Corriere del Mezzogiorno (Campania)
Lo stocco arrecanato, un piatto da Principe
Gian Marco Carli: «Racconta la tradizione vesuviana» IN CUCINA SI RIPARTE
Gian Marco Carli riaprirà «Il Principe», gestito con successo per tre decenni a Pompei dal padre Marco e dalla mamma Pina, giovedì prossimo, 28 maggio.
È più forte la voglia di riprendere o la paura di fare un salto nel vuoto?
«Le rispondo da chef e da imprenditore. Lo chef ha tanta voglia di tornare al lavoro, l’imprenditore analizza i numeri.

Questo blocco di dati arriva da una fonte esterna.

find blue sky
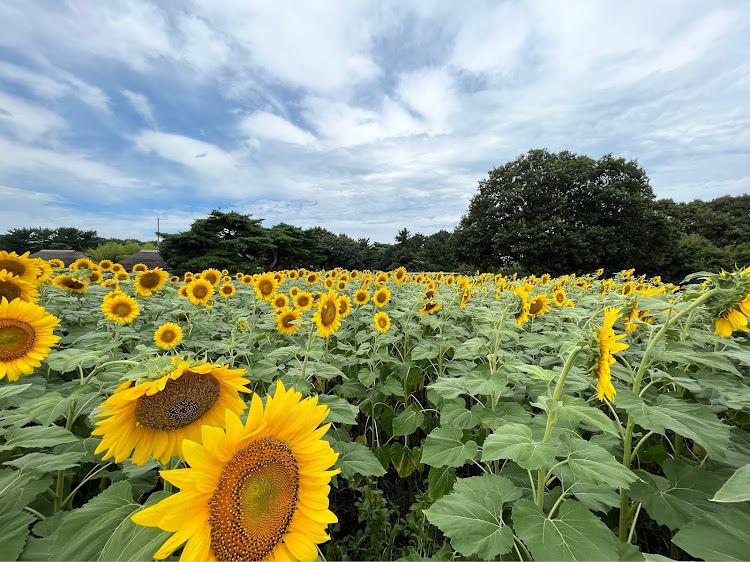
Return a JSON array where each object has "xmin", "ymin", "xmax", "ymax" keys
[{"xmin": 0, "ymin": 1, "xmax": 748, "ymax": 244}]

I turisti che rappresentano il 50 per cento del fatturato sono spariti. Il catering e i banchetti che rappresentano il 30 pure sono fermi. Per il momento potremo contare solo sui clienti locali».
Pompei è una realtà molto particolare.
«Sì, è una macchina tarata per reggere l’urto di 6 milioni di presenza all’anno. Ospita circa 400 attività di somministrazione, tra bar, ristoranti e pizzerie. Il mio mercato di riferimento è dunque saturo per eccesso di offerta di fronte a una drastica contrazione della domanda».
Cosa cambierà?
«Continueremo per la nostra strada, cercando, menu dopo menu, di aggiungere un tassello in più. In quello nuovo riprendo il filone della cucina degli antichi romani, caro ai miei genitori. Aggiungerò un piatto di 2 mila anni fa.
Ci anticipa di che si tratta?
«Lagane di farro con ceci di Cicerale in più consistenze, limone nero fermentato, salsa alle ortiche e chiodi di garofano».
I romani usavano il limone fermentato?
«In realtà è stato acquisito dalla romanità durante le guerre contro i Parti. Originariamente
era infatti utilizzato nell'antica Persia».
Una riflessione maturata nei giorni della clausura?
«Proiettandomi in un futuro non prossimo, ma neanche troppo lontano, immagino di varare una settimana lavorativa corta per ridurre lo stress. Gli Scandinavi lo hanno già capito».
Corta quanto?
«Cinque giorni a settimana potrebbero rappresentare già un buon equilibrio. Ma se ne parlerà in seguito. Quello che è successo ci impone ora di non mollare il ponte di comando nemmeno per un giorno».
Come definirebbe la sua cucina?
«Genuina, spontanea, estremamente legata alla tradizione. Anche istintiva. Spesso elaboro in mente mia abbinamenti che poi trasferisco nella pratica: dall’universale al particolare»
Vantaggi e svantaggi di essere figli d’arte?
«Sicuramente avere un pregresso importante aiuta. D’altro canto, non riesci sempre a giocare in scioltezza».
La lezione dei genitori? «La perseveranza».
Cosa sceglie quando va al ristorante?
«Non avendo particolari prevenzioni o intolleranze, ai colleghi mi affido totalmente. In un locale che non è di un amico cerco di scegliere quello che io non cucino».
I tuoi maestri?
«Oltre ai miei, fondamentale nella mia formazione è stato Alfonso Iaccarino». Cosa ricorda di Veronelli? «Non ho ricordi nitidi. Quando lui veniva al Principe io ero veramente un bambino. Ma mio padre me lo ha sempre descritto come persona onesta e piena di sapere».
Il piatto per i lettori?
«Lo stoccafisso arrecanato, un piatto di famiglia, rappresentativo dell’intera area vesuviana. Personalmente sono tomato addicted (dipendente dal pomodoro, ndr)».